Now we're using the LIDO eRoute manual on our EFB (no paper chart on the flightdeck anymore), including automatic insertion of the route into all enroute charts. So far we're pretty pleased with them, for a quick overview the AFC is great, we haven't had any missing information yet, uses colour including switching to night mode for better readability during hours of darkness, nice presentation overall and easy to read. At home or in the office we do have access to both a company tailored and the complete worldwide online route manual (http://viewer.flightsupport.com/), pretty much the same as that link from Jepp you posted i guess. Two different plates for a SID is something i've only seen for those italian airports that have a SID followed by a transition.

AerocatS2A
5th May 2010, 01:16
I generally like the jeppesen, but for the non precision approach they are still in the 50s with a dive and fly kind of approach when all the world is making costant descent to mda and then go around well before map.
I think they should improve a lot on this side, specially in not possible that often there's no reference in terms of distance to (rwy, dme, or whatever) to the descent profile.
You might find that's due to the state of origin rather than Jeppesen. The Jepp charts produced for Australia have constant descent angle approaches shown for NPAs and have for a number of years.

CL30Cpt
5th May 2010, 03:30
for the past 2 weeks I am a proud owner of an iPad (yeahhhh) and i must say that it could be the best possible hardware for an EFB.

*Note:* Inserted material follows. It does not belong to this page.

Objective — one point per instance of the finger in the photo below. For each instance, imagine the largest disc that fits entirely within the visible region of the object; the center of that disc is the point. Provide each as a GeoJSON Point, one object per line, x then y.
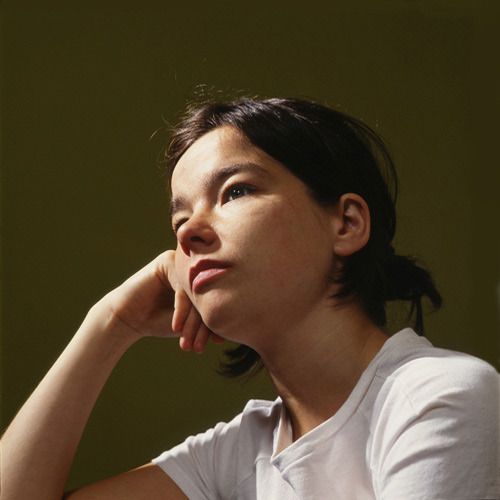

In my view Jeppesen is about 1O years behind todazs technology. The layout of jeppview is old and they dont oven seem to be too keen of tech development. Which is sad given the fact that now we have to ultra large tablets in the cockpit which partly thanks to microsoft can actually start up in less then 4 minutes. :(

so there seems to be some room to improve.

G

mrdeux
5th May 2010, 05:00
Print them on A4 so that we can read them without a magnifying glass. They're still better than the electronic version in the A380 though....

aterpster
5th May 2010, 09:29
mrdeux:
Print them on A4 so that we can read them without a magnifying glass. They're still better than the electronic version in the A380 though....


Jepp charts printed from Jeppview on a color laserjet printer on legal paper are awesome.

:D

MrBernoulli
5th May 2010, 10:52
.... legal paper....I'm glad to hear your are not printing them on illegal paper! :ok:

Prefer A4 myself! :)

aterpster
5th May 2010, 14:32
Mr.Bernoulli:
I'm glad to hear your are not printing them on illegal paper!

Prefer A4 myself!

We can't get A4 over here in the colonies. :)

In any case, what our legal system forces us to call "legal size" at 8.5 x 14 inches works better than your A4 for Jepp approach charts. Even Granny can read them on legal stock. (The small drawback is you can't see the instrument panel while you are reading the lawful-size chart.)